BARGERSVILLE, Ind. (AP) — Johnson County’s wide open farm fields and abundance of local food producers are a testament to its rich agricultural heritage.
Marcia Duke lives that tradition every day. Her family has been farming in the Bargersville area for nine generations. She understands the value of raising your own food.
So her hope is to bring together people with a similar mindset and background to help address one of the county’s most pressing issues — food insecurity.
As difficulty accessing food becomes more prevalent throughout Johnson County, and as more and more people take an interest in local food, a group of like-minded residents are banding together to address a growing problem. The Southside Community Garden Initiative has formed to bring together individuals, farms, organizations and business to help alleviate hunger in the county.
Their vision is to create a large-scale community garden to educate, assist and provide resources to area residents who live in food insecure areas, and then those residents can use the garden’s example to create plots in their own neighborhoods.

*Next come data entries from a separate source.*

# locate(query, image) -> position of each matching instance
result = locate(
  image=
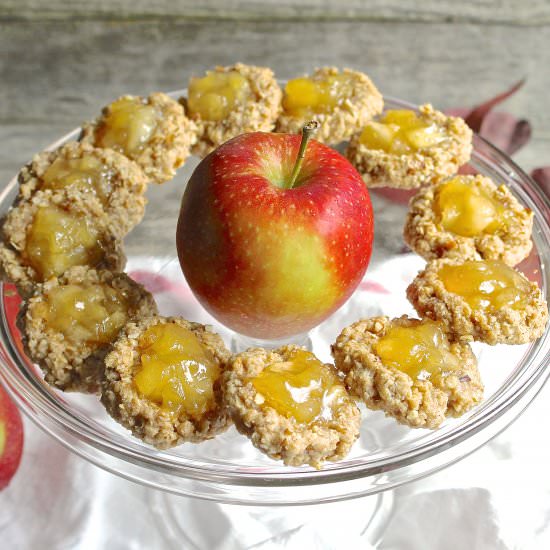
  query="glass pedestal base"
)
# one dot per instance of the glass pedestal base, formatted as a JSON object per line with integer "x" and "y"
{"x": 196, "y": 524}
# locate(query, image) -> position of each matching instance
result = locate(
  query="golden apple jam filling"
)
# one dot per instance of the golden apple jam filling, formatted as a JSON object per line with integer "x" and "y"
{"x": 86, "y": 174}
{"x": 421, "y": 350}
{"x": 57, "y": 240}
{"x": 307, "y": 97}
{"x": 89, "y": 313}
{"x": 488, "y": 285}
{"x": 214, "y": 96}
{"x": 177, "y": 372}
{"x": 467, "y": 210}
{"x": 302, "y": 388}
{"x": 401, "y": 132}
{"x": 128, "y": 126}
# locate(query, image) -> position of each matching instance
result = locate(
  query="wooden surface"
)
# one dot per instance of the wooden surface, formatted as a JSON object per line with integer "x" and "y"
{"x": 523, "y": 12}
{"x": 59, "y": 66}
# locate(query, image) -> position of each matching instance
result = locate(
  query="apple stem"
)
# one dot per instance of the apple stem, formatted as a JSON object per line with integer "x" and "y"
{"x": 307, "y": 131}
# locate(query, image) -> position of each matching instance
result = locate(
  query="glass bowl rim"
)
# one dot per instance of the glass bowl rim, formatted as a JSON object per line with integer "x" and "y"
{"x": 530, "y": 370}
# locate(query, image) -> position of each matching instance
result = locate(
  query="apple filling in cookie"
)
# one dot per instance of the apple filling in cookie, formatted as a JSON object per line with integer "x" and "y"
{"x": 291, "y": 405}
{"x": 341, "y": 101}
{"x": 230, "y": 101}
{"x": 214, "y": 96}
{"x": 483, "y": 300}
{"x": 467, "y": 210}
{"x": 87, "y": 313}
{"x": 301, "y": 387}
{"x": 413, "y": 370}
{"x": 177, "y": 371}
{"x": 152, "y": 131}
{"x": 128, "y": 125}
{"x": 408, "y": 149}
{"x": 162, "y": 381}
{"x": 69, "y": 323}
{"x": 306, "y": 97}
{"x": 86, "y": 173}
{"x": 469, "y": 217}
{"x": 401, "y": 132}
{"x": 420, "y": 350}
{"x": 58, "y": 239}
{"x": 490, "y": 285}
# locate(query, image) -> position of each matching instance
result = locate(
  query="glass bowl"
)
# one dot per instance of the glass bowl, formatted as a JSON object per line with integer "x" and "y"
{"x": 228, "y": 468}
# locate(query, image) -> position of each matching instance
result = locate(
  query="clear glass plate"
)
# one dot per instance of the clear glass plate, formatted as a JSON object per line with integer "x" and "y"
{"x": 228, "y": 468}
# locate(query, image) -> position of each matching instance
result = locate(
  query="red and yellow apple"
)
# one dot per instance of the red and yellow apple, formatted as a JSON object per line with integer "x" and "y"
{"x": 271, "y": 246}
{"x": 11, "y": 438}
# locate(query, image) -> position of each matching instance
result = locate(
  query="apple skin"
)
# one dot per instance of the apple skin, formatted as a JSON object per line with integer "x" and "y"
{"x": 11, "y": 438}
{"x": 266, "y": 261}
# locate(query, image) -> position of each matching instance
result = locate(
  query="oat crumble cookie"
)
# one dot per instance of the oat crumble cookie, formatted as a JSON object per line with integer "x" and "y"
{"x": 154, "y": 132}
{"x": 480, "y": 300}
{"x": 470, "y": 217}
{"x": 297, "y": 432}
{"x": 341, "y": 101}
{"x": 415, "y": 396}
{"x": 183, "y": 407}
{"x": 69, "y": 323}
{"x": 116, "y": 181}
{"x": 230, "y": 101}
{"x": 53, "y": 230}
{"x": 424, "y": 166}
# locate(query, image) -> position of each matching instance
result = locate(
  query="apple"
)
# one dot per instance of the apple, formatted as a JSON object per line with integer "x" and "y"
{"x": 275, "y": 232}
{"x": 11, "y": 438}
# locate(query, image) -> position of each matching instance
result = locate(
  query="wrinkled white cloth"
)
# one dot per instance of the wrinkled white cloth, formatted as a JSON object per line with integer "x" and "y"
{"x": 498, "y": 498}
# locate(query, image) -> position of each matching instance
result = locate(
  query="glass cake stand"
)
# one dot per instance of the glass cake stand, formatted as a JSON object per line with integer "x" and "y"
{"x": 228, "y": 469}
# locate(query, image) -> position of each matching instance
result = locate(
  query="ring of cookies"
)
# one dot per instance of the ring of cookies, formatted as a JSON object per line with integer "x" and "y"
{"x": 169, "y": 380}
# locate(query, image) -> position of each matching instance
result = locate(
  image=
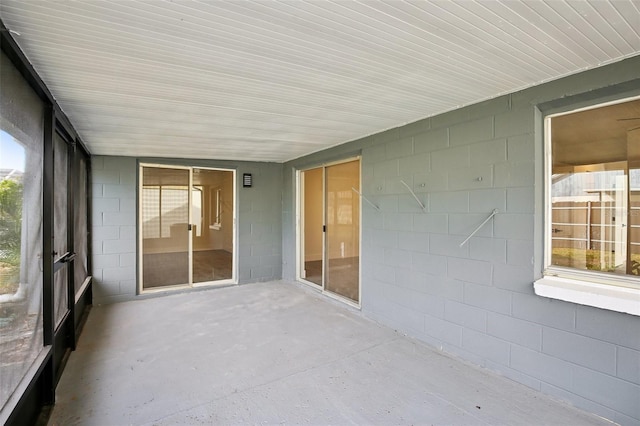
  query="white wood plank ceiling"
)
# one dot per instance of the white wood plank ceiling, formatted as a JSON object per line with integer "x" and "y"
{"x": 274, "y": 80}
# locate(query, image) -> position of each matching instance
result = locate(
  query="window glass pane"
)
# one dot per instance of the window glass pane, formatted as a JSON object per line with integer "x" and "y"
{"x": 589, "y": 218}
{"x": 21, "y": 159}
{"x": 595, "y": 189}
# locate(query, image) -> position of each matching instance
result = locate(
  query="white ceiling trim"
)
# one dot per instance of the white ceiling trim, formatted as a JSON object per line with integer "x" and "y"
{"x": 272, "y": 81}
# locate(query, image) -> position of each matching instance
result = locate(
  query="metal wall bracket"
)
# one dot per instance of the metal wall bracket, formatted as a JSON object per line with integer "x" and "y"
{"x": 422, "y": 206}
{"x": 493, "y": 213}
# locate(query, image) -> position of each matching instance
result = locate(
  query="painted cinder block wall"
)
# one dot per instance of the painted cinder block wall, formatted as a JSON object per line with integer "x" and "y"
{"x": 114, "y": 216}
{"x": 477, "y": 301}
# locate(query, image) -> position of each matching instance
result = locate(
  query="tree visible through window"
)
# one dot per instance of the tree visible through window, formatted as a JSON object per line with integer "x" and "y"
{"x": 595, "y": 189}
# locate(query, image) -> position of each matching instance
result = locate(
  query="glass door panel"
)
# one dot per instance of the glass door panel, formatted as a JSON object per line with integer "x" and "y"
{"x": 60, "y": 219}
{"x": 312, "y": 223}
{"x": 212, "y": 216}
{"x": 342, "y": 245}
{"x": 165, "y": 227}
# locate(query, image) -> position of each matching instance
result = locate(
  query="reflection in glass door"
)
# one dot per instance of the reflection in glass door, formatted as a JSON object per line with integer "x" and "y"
{"x": 165, "y": 226}
{"x": 343, "y": 230}
{"x": 60, "y": 220}
{"x": 312, "y": 246}
{"x": 330, "y": 228}
{"x": 187, "y": 226}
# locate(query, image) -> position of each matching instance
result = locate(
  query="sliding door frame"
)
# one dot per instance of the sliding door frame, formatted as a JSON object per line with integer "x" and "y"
{"x": 300, "y": 229}
{"x": 190, "y": 249}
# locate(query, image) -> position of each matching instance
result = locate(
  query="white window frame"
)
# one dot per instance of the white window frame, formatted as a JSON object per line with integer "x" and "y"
{"x": 620, "y": 293}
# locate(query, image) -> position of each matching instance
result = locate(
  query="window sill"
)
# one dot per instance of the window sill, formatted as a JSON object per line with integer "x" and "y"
{"x": 613, "y": 298}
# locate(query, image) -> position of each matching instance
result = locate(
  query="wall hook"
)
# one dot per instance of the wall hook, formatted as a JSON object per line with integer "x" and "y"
{"x": 493, "y": 213}
{"x": 365, "y": 198}
{"x": 422, "y": 206}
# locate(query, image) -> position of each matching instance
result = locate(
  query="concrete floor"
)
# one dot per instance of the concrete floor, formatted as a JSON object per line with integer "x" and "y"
{"x": 276, "y": 353}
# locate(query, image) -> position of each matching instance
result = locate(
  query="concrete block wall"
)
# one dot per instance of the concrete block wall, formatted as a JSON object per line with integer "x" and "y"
{"x": 114, "y": 215}
{"x": 113, "y": 231}
{"x": 476, "y": 300}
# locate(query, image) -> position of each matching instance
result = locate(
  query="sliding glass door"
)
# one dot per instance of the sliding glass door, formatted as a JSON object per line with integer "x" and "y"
{"x": 186, "y": 226}
{"x": 329, "y": 231}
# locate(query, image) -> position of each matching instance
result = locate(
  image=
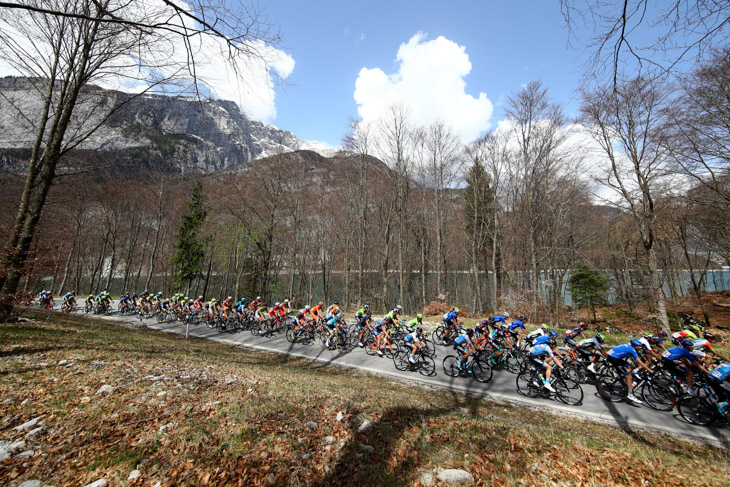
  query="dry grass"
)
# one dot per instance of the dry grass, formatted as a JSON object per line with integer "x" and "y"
{"x": 196, "y": 412}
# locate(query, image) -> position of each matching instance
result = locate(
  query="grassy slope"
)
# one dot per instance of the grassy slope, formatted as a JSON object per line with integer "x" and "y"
{"x": 234, "y": 416}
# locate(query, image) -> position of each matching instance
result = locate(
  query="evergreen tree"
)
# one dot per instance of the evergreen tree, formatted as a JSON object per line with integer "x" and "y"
{"x": 587, "y": 288}
{"x": 190, "y": 244}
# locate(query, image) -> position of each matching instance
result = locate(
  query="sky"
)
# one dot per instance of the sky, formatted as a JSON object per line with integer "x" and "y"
{"x": 458, "y": 61}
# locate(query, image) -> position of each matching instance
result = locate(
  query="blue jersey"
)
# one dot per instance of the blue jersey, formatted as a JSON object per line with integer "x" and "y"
{"x": 516, "y": 324}
{"x": 541, "y": 350}
{"x": 623, "y": 351}
{"x": 678, "y": 353}
{"x": 721, "y": 372}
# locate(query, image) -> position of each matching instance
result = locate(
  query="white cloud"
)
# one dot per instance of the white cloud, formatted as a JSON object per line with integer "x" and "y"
{"x": 246, "y": 80}
{"x": 430, "y": 82}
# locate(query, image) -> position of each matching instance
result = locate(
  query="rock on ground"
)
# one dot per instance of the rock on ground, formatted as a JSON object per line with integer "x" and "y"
{"x": 454, "y": 476}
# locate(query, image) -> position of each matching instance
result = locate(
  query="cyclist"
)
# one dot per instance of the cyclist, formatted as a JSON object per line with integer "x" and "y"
{"x": 317, "y": 310}
{"x": 69, "y": 299}
{"x": 261, "y": 316}
{"x": 516, "y": 328}
{"x": 586, "y": 349}
{"x": 413, "y": 341}
{"x": 451, "y": 321}
{"x": 333, "y": 309}
{"x": 673, "y": 357}
{"x": 415, "y": 322}
{"x": 363, "y": 315}
{"x": 571, "y": 334}
{"x": 379, "y": 331}
{"x": 720, "y": 383}
{"x": 702, "y": 349}
{"x": 333, "y": 325}
{"x": 540, "y": 356}
{"x": 89, "y": 302}
{"x": 542, "y": 331}
{"x": 617, "y": 357}
{"x": 463, "y": 344}
{"x": 257, "y": 303}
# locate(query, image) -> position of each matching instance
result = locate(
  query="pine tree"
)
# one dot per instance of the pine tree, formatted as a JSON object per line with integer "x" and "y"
{"x": 190, "y": 244}
{"x": 587, "y": 287}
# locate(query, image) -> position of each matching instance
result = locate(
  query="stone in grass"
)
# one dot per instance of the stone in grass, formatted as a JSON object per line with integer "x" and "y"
{"x": 454, "y": 476}
{"x": 366, "y": 448}
{"x": 105, "y": 389}
{"x": 28, "y": 425}
{"x": 366, "y": 425}
{"x": 33, "y": 432}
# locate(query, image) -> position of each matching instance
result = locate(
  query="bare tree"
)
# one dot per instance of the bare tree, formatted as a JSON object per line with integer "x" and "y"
{"x": 63, "y": 47}
{"x": 679, "y": 30}
{"x": 626, "y": 122}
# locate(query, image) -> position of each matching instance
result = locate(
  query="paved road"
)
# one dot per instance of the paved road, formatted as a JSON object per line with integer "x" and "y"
{"x": 502, "y": 386}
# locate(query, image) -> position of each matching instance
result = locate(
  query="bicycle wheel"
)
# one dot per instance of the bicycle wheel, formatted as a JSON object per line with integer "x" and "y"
{"x": 527, "y": 383}
{"x": 511, "y": 362}
{"x": 450, "y": 367}
{"x": 611, "y": 388}
{"x": 426, "y": 365}
{"x": 568, "y": 391}
{"x": 429, "y": 348}
{"x": 657, "y": 396}
{"x": 696, "y": 410}
{"x": 391, "y": 349}
{"x": 400, "y": 360}
{"x": 481, "y": 370}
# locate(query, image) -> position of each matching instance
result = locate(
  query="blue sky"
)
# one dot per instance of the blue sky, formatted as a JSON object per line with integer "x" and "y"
{"x": 507, "y": 43}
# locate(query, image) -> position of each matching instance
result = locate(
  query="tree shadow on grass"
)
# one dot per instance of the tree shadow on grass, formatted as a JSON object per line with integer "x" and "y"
{"x": 390, "y": 463}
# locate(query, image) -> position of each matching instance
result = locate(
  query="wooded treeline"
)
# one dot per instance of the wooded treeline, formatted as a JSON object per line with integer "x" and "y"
{"x": 410, "y": 214}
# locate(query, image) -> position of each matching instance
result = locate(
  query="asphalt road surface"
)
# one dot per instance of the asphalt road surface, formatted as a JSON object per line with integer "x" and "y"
{"x": 502, "y": 386}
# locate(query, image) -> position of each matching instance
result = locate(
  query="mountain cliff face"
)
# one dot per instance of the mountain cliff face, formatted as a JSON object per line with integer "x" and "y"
{"x": 160, "y": 132}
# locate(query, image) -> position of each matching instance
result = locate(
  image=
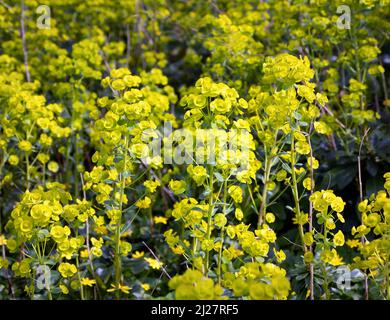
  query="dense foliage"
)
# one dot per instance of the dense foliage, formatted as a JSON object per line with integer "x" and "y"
{"x": 162, "y": 149}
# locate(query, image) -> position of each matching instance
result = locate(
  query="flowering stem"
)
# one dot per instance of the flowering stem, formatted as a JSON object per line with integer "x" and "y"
{"x": 219, "y": 271}
{"x": 210, "y": 213}
{"x": 118, "y": 266}
{"x": 295, "y": 190}
{"x": 263, "y": 206}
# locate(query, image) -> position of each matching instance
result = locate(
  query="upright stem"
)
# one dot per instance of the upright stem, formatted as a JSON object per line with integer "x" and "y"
{"x": 311, "y": 266}
{"x": 263, "y": 206}
{"x": 294, "y": 188}
{"x": 23, "y": 36}
{"x": 222, "y": 234}
{"x": 209, "y": 217}
{"x": 118, "y": 263}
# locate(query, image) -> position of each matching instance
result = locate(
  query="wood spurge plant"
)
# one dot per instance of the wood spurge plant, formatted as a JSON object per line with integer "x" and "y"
{"x": 195, "y": 150}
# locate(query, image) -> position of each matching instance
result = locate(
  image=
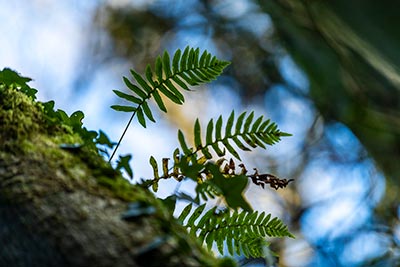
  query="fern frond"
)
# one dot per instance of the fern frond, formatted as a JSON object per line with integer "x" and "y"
{"x": 247, "y": 132}
{"x": 187, "y": 68}
{"x": 243, "y": 232}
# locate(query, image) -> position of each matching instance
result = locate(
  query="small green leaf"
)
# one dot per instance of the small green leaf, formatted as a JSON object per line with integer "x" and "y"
{"x": 175, "y": 61}
{"x": 130, "y": 98}
{"x": 218, "y": 129}
{"x": 210, "y": 128}
{"x": 147, "y": 111}
{"x": 256, "y": 124}
{"x": 229, "y": 124}
{"x": 180, "y": 83}
{"x": 134, "y": 88}
{"x": 175, "y": 91}
{"x": 141, "y": 82}
{"x": 183, "y": 144}
{"x": 154, "y": 164}
{"x": 240, "y": 144}
{"x": 230, "y": 149}
{"x": 196, "y": 214}
{"x": 123, "y": 108}
{"x": 149, "y": 75}
{"x": 166, "y": 64}
{"x": 185, "y": 213}
{"x": 140, "y": 116}
{"x": 158, "y": 70}
{"x": 158, "y": 100}
{"x": 197, "y": 135}
{"x": 217, "y": 150}
{"x": 239, "y": 123}
{"x": 169, "y": 94}
{"x": 248, "y": 122}
{"x": 123, "y": 163}
{"x": 183, "y": 65}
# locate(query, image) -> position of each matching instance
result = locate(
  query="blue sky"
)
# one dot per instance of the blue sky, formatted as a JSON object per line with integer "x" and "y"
{"x": 47, "y": 41}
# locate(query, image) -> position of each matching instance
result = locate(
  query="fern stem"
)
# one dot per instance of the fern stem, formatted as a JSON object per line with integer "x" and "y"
{"x": 122, "y": 136}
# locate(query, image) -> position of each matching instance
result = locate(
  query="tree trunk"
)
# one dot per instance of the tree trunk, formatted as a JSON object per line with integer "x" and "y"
{"x": 63, "y": 207}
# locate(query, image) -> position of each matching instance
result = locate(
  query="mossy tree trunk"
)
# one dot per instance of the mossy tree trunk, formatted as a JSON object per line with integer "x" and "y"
{"x": 63, "y": 207}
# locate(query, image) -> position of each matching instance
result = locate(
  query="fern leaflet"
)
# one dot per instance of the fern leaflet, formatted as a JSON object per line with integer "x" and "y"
{"x": 254, "y": 133}
{"x": 243, "y": 232}
{"x": 188, "y": 68}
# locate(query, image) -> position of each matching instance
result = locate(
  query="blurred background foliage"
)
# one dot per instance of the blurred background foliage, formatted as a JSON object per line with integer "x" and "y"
{"x": 326, "y": 71}
{"x": 347, "y": 79}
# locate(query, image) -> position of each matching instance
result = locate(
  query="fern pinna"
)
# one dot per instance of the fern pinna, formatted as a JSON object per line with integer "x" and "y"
{"x": 188, "y": 68}
{"x": 242, "y": 232}
{"x": 239, "y": 227}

“We need to find where these food deserts are, and reach those people who live there,” said Duke, community outreach for the initiative. “Then we can say, we want to come along side of you and help you to produce your own food by creating a garden.”
The organization is holding an informative meeting from 8 to 10 a.m. Sept. 18 as it starts putting ideas into action. The meeting and breakfast is open to the public, though you must RSVP.
The idea for the Southside Community Garden Initiative comes from the Aberdeen Foundation, a community foundation created by Duke Homes to support local projects and initiatives. One of Duke Homes’ key values is, “Loving God and loving others,” and the foundation allows them to better approach that mission.
When the Aberdeen Foundation was formed, the Dukes searched for areas where they could make the most impact.
“We were trying to find out what the needs were in the community, instead of just going out and creating something,” Duke said. “The purpose of the foundation is to help resource food pantries and similar organizations in the community where there is great need.”
Duke, who is branding curator for Duke Homes and coordinator for the Aberdeen Foundation, has a family history rooted in local agriculture. They have farmed in the Center Grove area since the 1800s, and the family still cultivate more than 2,000 acres of land that’s both rented and owned by the family.
Duke Homes’ Aberdeen development, located near Bargersville, is a living community dedicated to wellness, including the creation of agrihood areas. The designated spots inside the neighborhood will allow people hands-on opportunities through a working farm or neighborhood gardens.
Working in food sourcing seemed to be a good fit for the Aberdeen Foundation, Duke said.
“In the spirit of Aberdeen, and being a farm family, we were drawn toward the idea of farming and community gardening,” she said.